WORMarine: WORMS Species Extractor

Overview

WORMarine is a command-line tool designed to extract species names from the World Register of Marine Species (WORMS) using a provided PID (Persistent Identifier). This tool employs multithreading for parallelized requests to WORMS, implementing a retry mechanism with exponential backoff in case of connection failures. The extracted species names are then saved to a text file.

Prerequisites

Python 3
Required Python packages: requests, string, time, sys, argparse, itertools, bs4 (Beautiful Soup), tqdm and concurrent.futures
Internet connection to access the WORMS database

Usage

python3 WORMarine.py [-h] -p PID -d DIRECTORY [-l LEVEL] [-t THREADS] [-r RETRIES] [-s SLEEP]

Options

-p, --pid: The PID of the organism cluster (required)
-d, --directory: The directory to write the species names file to (required)
-l, --level: The level of detail (default: 1)
-t, --threads: The number of threads to use (default: 4)
-r, --retries: Maximum number of retries for requesting 1 page (default: 3)
-s, --sleep: Sleep duration between retries (in seconds) with exponential backoff (default: 2)

Organism Criteria

The tool fetches organisms that meet the following criteria:

Accepted organism names
Only species names (genus and species)
Present in a marine environment
Extant (non-fossil)

How it Works

1. Prefix Generation

The script generates a set of prefixes based on the user-defined "level of detail." These prefixes serve as fundamental search terms for querying the WORMS database.

Level 1 Prefixes: Single letters ['a', 'b', 'c', ..., 'z'].
Level 2 Prefixes: Combinations of two letters ['aa', 'ab', 'ac', ..., 'zz'].
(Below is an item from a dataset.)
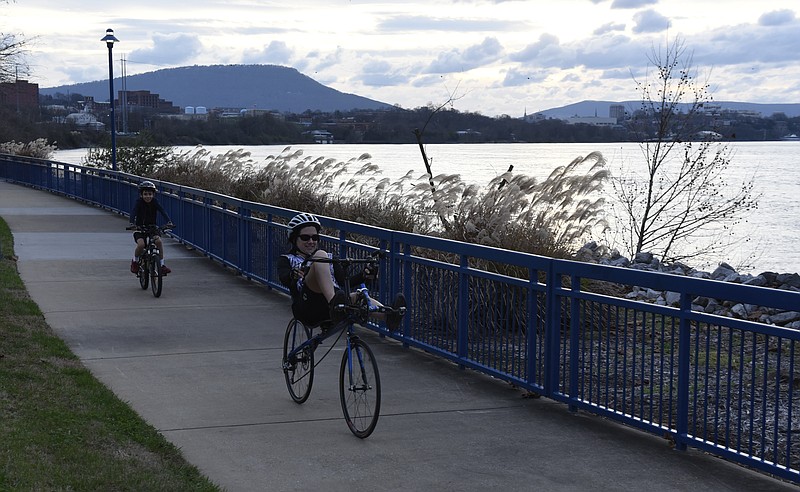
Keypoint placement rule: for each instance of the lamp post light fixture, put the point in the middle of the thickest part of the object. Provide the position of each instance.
(110, 40)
2. Requesting Data from WORMS

Utilizing the generated prefixes and the provided PID, the script constructs specific URLs for each prefix, initiating searches for species names starting with the respective prefixes and belonging to the given PID. To optimize performance, the script employs concurrency and multithreading, enhancing data retrieval speed through simultaneous requests to WORMS.

3. Storing Unique Species Names

Extracted species names are stored in a list, transformed into a set to ensure uniqueness, and sorted alphabetically. This collection of unique species names is then written to a text file in the specified directory.

Handling Diverse Scenarios

Single and Multi-Species Pages: The script adapts to varied page structures within the WORMS database. For single species pages, it directly extracts the species name. On pages listing multiple species, it navigates through the HTML content, systematically extracting the names of various species.
Empty Responses: In instances where a particular prefix yields no results, the script manages empty responses by proceeding to the next prefix
Prefixes with Excessive Species: If the number of species names surpasses the 5000 threshold (due to WORMS limitations), the script identifies and marks the prefixes of organisms associated with these names, displaying them in the terminal. In most cases, adjusting the level of detail resolves this issue.
Connection Failures: The script implements a retry mechanism with exponential backoff to handle connection failures. If a request fails, the script waits for a specified duration and retries the request for a specified number of times.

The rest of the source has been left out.